Referring to fig. 4 and 5, in order to facilitate the collection of the material in the material-containing gas extracted by the pressure-relief air-extracting tube 22, a filtering piece is disposed inside the pressure-relief air-extracting tube 22, a filtering hole 222 is formed in the side wall of the pressure-relief air-extracting tube 22, the filtering piece is a filtering net 221, and the filtering net 221 is fixed on the pressure-relief air-extracting tube 22 and located at one end of the filtering hole 222 away from the inner tube 211. The wall surface of the outer tube 212 is penetrated with an overflow hole 2121, the filtering hole 222 is communicated with the overflow hole 2121 and coaxially arranged, an overflow pipe 2122 is arranged on the outer tube 212 and at the periphery of the overflow hole 2121, and the overflow pipe 2122 extends towards the ground.

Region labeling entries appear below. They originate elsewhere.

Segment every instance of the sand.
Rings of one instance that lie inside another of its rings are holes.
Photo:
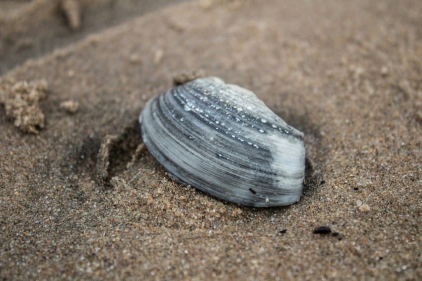
[[[37,134],[0,109],[0,278],[422,279],[421,14],[418,0],[187,1],[4,73],[48,86]],[[148,99],[200,70],[304,133],[298,202],[219,201],[145,149]]]

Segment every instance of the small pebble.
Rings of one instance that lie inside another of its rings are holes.
[[[316,234],[328,234],[331,232],[331,229],[328,226],[320,226],[313,231],[313,233]]]

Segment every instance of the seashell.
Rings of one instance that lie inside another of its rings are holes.
[[[255,207],[300,198],[303,134],[250,91],[197,79],[152,98],[139,120],[146,148],[179,183]]]

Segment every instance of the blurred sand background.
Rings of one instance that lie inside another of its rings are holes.
[[[418,0],[0,0],[0,279],[422,279],[421,14]],[[304,133],[298,202],[219,201],[143,149],[148,99],[199,70]]]

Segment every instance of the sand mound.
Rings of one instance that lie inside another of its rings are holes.
[[[0,276],[421,279],[421,13],[417,0],[186,2],[6,73],[49,93],[37,135],[1,110]],[[297,204],[220,201],[140,145],[147,99],[199,70],[305,133]]]

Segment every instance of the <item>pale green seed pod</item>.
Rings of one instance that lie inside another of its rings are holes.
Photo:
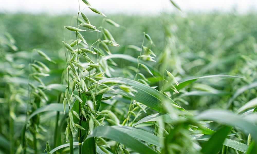
[[[82,100],[81,100],[81,101]],[[78,113],[77,113],[77,112],[73,110],[71,110],[71,112],[72,112],[72,113],[73,113],[73,114],[74,114],[74,115],[76,117],[77,117],[78,119],[80,120],[80,118],[79,118],[79,116],[78,114]]]
[[[82,35],[78,32],[76,32],[77,34],[78,37],[81,40],[84,44],[87,45],[87,43],[86,41],[86,40],[85,40],[85,39],[84,38],[84,37],[82,36]]]
[[[113,21],[111,19],[105,19],[105,21],[106,21],[107,23],[111,25],[117,27],[120,27],[120,25]]]
[[[92,90],[90,90],[90,91],[92,91]],[[95,95],[94,94],[92,95],[91,96],[92,96],[92,98],[93,98],[94,97]],[[93,105],[93,102],[92,102],[90,100],[88,100],[87,101],[87,104],[89,107],[90,108],[90,109],[92,110],[94,110],[94,105]]]
[[[104,56],[104,55],[103,54],[103,53],[102,52],[100,51],[100,50],[98,49],[97,49],[96,48],[95,48],[94,47],[93,47],[93,49],[94,50],[94,51],[95,52],[96,52],[98,55],[100,56],[102,56],[103,57]]]
[[[64,46],[65,46],[67,49],[71,51],[73,53],[74,53],[77,55],[77,53],[75,52],[74,51],[74,50],[69,45],[65,42],[64,41],[62,41],[62,43],[64,44]]]
[[[38,52],[38,54],[39,54],[41,56],[42,56],[45,59],[49,61],[52,62],[54,63],[56,63],[55,62],[54,62],[54,61],[52,60],[50,58],[50,57],[48,57],[48,56],[45,53],[44,53],[42,51],[40,51],[39,50],[36,49],[34,49],[34,50]]]
[[[94,64],[95,63],[93,62],[92,60],[90,59],[88,57],[88,56],[85,56],[85,55],[83,55],[83,57],[85,58],[86,60],[87,61],[90,63],[92,63],[93,64]]]
[[[144,61],[150,61],[154,62],[156,62],[156,61],[153,60],[153,59],[155,58],[153,57],[152,57],[149,55],[141,55],[140,56],[139,56],[139,57],[140,57],[142,58],[142,59]]]
[[[94,27],[94,28],[96,28],[96,27],[95,26],[93,26],[91,24],[88,23],[82,24],[81,25],[82,27],[84,27],[87,28],[89,27]]]
[[[82,109],[81,110],[81,113],[82,113],[82,114],[83,115],[83,116],[84,116],[84,117],[86,118],[86,120],[87,120],[87,115],[86,114],[86,112],[85,112],[85,111],[84,110],[84,109],[82,108]]]
[[[79,102],[81,103],[82,103],[83,102],[83,101],[82,101],[82,100],[78,96],[76,95],[74,95],[74,96],[75,97],[75,98],[76,98],[76,99]]]
[[[99,64],[97,63],[97,64],[89,64],[88,65],[88,66],[94,68],[98,68],[99,67]]]
[[[66,97],[67,99],[67,102],[68,103],[68,104],[69,104],[69,106],[70,100],[70,93],[69,92],[68,88],[69,88],[69,87],[67,86],[67,87],[66,88],[66,90],[65,90],[65,97]]]
[[[176,78],[175,78],[175,77],[174,77],[174,76],[172,75],[171,73],[170,73],[169,71],[168,71],[167,70],[166,70],[166,71],[167,72],[167,74],[168,74],[168,76],[169,76],[169,77],[172,79],[172,80],[173,80],[173,81],[175,81],[175,82],[176,83],[176,84],[178,86],[179,84],[178,82],[178,81],[177,81]]]
[[[72,63],[79,69],[81,69],[82,70],[84,70],[85,69],[84,68],[83,66],[82,66],[82,65],[80,65],[79,63],[75,62],[72,62]]]
[[[81,42],[81,40],[80,39],[80,38],[78,38],[78,40],[75,40],[72,42],[70,44],[70,46],[71,47],[73,47],[75,45],[77,45],[78,43],[79,44],[79,43]]]
[[[87,0],[82,0],[82,1],[84,3],[87,4],[88,6],[91,6],[91,5],[90,5],[90,4],[88,3],[88,2]]]
[[[42,69],[39,66],[35,64],[31,64],[31,65],[36,71],[39,72],[41,72]]]
[[[94,52],[92,50],[91,50],[88,49],[86,48],[80,48],[80,49],[83,52],[85,52],[86,53],[92,53],[93,54],[97,54],[96,52]]]
[[[87,28],[89,29],[92,30],[93,31],[96,31],[97,32],[101,32],[101,31],[99,31],[98,30],[96,29],[96,28],[95,28],[94,27],[87,27]]]
[[[71,112],[69,110],[69,116],[70,119],[70,126],[72,126],[74,127],[74,122],[73,121],[73,116],[72,116]],[[72,129],[71,129],[71,130]]]
[[[100,100],[101,101],[105,101],[106,100],[107,100],[108,99],[111,99],[113,98],[114,97],[115,97],[116,96],[109,96],[109,97],[104,97],[102,99]]]
[[[105,50],[105,51],[109,55],[111,55],[112,53],[111,53],[111,52],[110,51],[109,48],[108,47],[108,46],[106,45],[106,44],[104,42],[102,41],[101,41],[101,43],[102,45],[103,45],[103,47],[104,47],[104,49]]]
[[[83,18],[83,19],[84,19],[85,22],[87,23],[91,24],[90,22],[89,21],[89,20],[88,20],[88,18],[87,18],[87,16],[86,16],[86,15],[82,12],[81,12],[80,13],[81,14],[81,16],[82,16],[82,17]]]
[[[132,89],[131,87],[125,85],[121,85],[120,86],[120,88],[122,90],[127,92],[130,92],[130,90]]]
[[[178,94],[179,93],[178,91],[177,90],[176,87],[175,87],[173,84],[172,84],[170,85],[170,88],[171,89],[173,90],[174,91],[175,91],[176,93],[178,93]]]
[[[71,58],[70,59],[70,61],[71,62],[73,62],[75,60],[75,59],[76,59],[76,58],[77,57],[77,55],[75,54],[74,54],[73,55],[72,55],[72,56],[71,57]]]
[[[85,78],[86,79],[86,80],[89,80],[89,81],[91,82],[93,82],[94,83],[97,83],[97,81],[93,79],[92,78],[89,78],[87,76],[85,76]]]
[[[156,55],[149,48],[144,46],[143,46],[143,50],[144,50],[144,52],[145,54],[146,55],[151,55],[155,57],[156,56]]]
[[[72,83],[72,91],[73,91],[75,90],[75,88],[76,88],[76,85],[77,84],[77,78],[75,78],[73,80],[73,82]]]
[[[75,76],[77,77],[78,78],[78,72],[77,72],[76,69],[75,69],[75,66],[72,63],[70,62],[70,67],[71,70],[71,72],[72,74]]]
[[[69,126],[69,124],[68,124],[68,126],[66,127],[66,129],[65,130],[65,135],[66,137],[66,142],[68,141],[68,139],[69,139],[69,137],[70,135]]]
[[[81,23],[82,24],[84,23],[84,21],[81,19],[79,18],[78,19],[78,21]]]
[[[77,28],[72,27],[71,26],[65,26],[64,27],[71,31],[75,31],[75,32],[81,32],[86,31],[86,30],[81,30]]]
[[[95,12],[95,13],[98,13],[99,14],[100,14],[106,17],[106,16],[105,15],[105,14],[103,13],[102,13],[100,11],[99,11],[98,10],[96,9],[95,8],[93,8],[93,7],[89,7],[89,8],[90,9],[90,10],[92,10],[92,11]]]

Referring to fig. 2 and 6, the dust recycling mechanism 3 includes a plurality of material receiving shells 31, a material storage assembly 32 and a material returning pipe 33 which are connected in sequence, the plurality of material receiving shells 31 are all fixed on the frame 1, and the plurality of material receiving shells 31 surround to form a material receiving channel 34, and the material receiving channel 34 is located right below the overflow pipe 2122 so as to collect the material descending from the overflow hole 2121.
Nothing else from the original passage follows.